Les parties ont été régulièrement averties du jour de l'audience.

Ont été entendus au cours de l'audience publique :

- le rapport de Mme B... A...,

- les conclusions de M. Stéphane Gueguein, rapporteur public,

- et les observations de Me Lê Quang représentant la société Nexity IR programmes Loire.

Considérant ce qui suit :

1. Le 13 mai 2019, le maire de la commune de Royan (Charente-Maritime), a délivré à la société Nexity IR programmes Loire un permis d'aménager portant sur la création d'un lotissement de 16 lots en vue de la réalisation de 10 maisons individuelles et d'un îlot de 20 logements collectifs sociaux, 5 lots demeurant libres, sur les parcelles cadastrées section BX 453, 454, 455, 456, 459, 460, 461, 462, 465, 466, 467 et 468, situées rue de la Roche au lieu-dit La Conside, d'une superficie totale de 9 677 m². L'association Nature environnement 17 fait appel du jugement du 21 janvier 2021 par lequel le tribunal administratif de Poitiers a rejeté sa demande tendant à l'annulation de ce permis d'aménager.
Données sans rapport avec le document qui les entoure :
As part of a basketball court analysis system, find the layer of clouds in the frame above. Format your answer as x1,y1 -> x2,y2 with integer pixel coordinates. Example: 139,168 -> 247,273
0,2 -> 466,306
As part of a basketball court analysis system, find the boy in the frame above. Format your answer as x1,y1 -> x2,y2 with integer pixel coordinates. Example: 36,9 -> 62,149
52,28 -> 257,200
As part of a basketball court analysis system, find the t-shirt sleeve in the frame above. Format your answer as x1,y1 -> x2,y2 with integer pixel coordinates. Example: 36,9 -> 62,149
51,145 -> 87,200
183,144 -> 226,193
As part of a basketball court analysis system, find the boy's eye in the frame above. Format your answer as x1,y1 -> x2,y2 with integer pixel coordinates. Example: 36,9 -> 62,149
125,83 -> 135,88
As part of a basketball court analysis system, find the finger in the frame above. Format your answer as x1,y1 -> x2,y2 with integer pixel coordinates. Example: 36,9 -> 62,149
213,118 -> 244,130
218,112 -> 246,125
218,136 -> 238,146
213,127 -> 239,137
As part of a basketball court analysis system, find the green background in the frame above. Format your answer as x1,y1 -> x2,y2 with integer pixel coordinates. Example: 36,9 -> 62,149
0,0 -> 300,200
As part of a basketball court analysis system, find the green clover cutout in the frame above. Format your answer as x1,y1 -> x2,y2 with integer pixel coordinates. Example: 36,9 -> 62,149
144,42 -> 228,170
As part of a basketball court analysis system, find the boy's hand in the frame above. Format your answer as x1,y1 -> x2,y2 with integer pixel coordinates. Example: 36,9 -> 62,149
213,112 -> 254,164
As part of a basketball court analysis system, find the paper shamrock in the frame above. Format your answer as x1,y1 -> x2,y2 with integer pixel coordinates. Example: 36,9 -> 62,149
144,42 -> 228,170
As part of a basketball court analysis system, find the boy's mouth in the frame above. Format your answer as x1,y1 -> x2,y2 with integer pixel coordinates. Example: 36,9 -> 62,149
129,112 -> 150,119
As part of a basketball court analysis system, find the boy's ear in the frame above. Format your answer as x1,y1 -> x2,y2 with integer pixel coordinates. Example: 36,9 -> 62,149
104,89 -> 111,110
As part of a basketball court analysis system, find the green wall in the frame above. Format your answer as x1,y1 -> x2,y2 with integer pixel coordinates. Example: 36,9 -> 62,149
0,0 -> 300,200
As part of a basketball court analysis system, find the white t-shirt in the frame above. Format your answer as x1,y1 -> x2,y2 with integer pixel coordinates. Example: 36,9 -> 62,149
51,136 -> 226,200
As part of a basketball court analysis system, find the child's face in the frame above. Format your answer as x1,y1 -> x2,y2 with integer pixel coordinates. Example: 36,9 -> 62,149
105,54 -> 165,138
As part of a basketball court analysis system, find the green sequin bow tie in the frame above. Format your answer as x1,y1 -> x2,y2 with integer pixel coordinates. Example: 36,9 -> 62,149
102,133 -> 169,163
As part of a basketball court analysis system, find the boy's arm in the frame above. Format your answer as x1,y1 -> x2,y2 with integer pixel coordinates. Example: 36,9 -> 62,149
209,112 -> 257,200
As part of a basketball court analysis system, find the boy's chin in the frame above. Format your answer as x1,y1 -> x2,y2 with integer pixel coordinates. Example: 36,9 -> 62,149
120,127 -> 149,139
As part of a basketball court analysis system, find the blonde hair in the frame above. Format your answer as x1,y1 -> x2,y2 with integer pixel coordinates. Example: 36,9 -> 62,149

Sur la légalité du permis d'aménager du 13 mai 2019 :

2. Aux termes de l'article R. 441-1 du code de l'urbanisme : " La demande de permis d'aménager précise : (...) g) S'il y a lieu, que les travaux doivent faire l'objet d'une dérogation au titre du 4° de l'article L. 411-2 du code de l'environnement (...) ". Le 4° de l'article L. 411-2 du code de l'environnement est relatif aux dérogations aux interdictions mentionnées aux 1°, 2° et 3° de l'article L. 411-1, qui sont délivrées " à condition qu'il n'existe pas d'autre solution satisfaisante, pouvant être évaluée par une tierce expertise menée, à la demande de l'autorité compétente, par un organisme extérieur choisi en accord avec elle, aux frais du pétitionnaire, et que la dérogation ne nuise pas au maintien, dans un état de conservation favorable, des populations des espèces concernées dans leur aire de répartition naturelle ", notamment pour des raisons impératives d'intérêt public majeur.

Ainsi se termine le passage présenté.